Clinical Seminars Flashcards
1
Q
What is multi morbidity?
A
- 2 or more conditions.
2
Q
What are the issues in elderly care?
A
- Mental health, polypharmacy, increased hospital utilisation, fragility, high treatment burden, poor quality of life.
3
Q
What is the phenotype model?
A
- A group of conditions including reduce gait speed and unintentional weight loss.
4
Q
What is cumulative deficit model?
A
- An accumulation of deficits that occur due to older age and lead to an increase in fragility index.
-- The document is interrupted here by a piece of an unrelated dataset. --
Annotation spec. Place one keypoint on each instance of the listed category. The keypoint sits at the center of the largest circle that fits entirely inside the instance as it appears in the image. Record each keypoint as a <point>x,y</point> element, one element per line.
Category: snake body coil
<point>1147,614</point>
Leading to increase risk of outcomes.
5
Q
What is polypharmacy?
A
- Concordent use of multiple items by one individual.
- Usually medications but can be dressings, appliances or sometimes blood testing equipment.
- More common in the elderly and those with multiple chronic conditions.
6
Q
What is appropriate polypharmacy?
A
- Where all the drugs prescribed are to reach a therapeutic effect.
- The drugs have reached this or will reach it in the near future.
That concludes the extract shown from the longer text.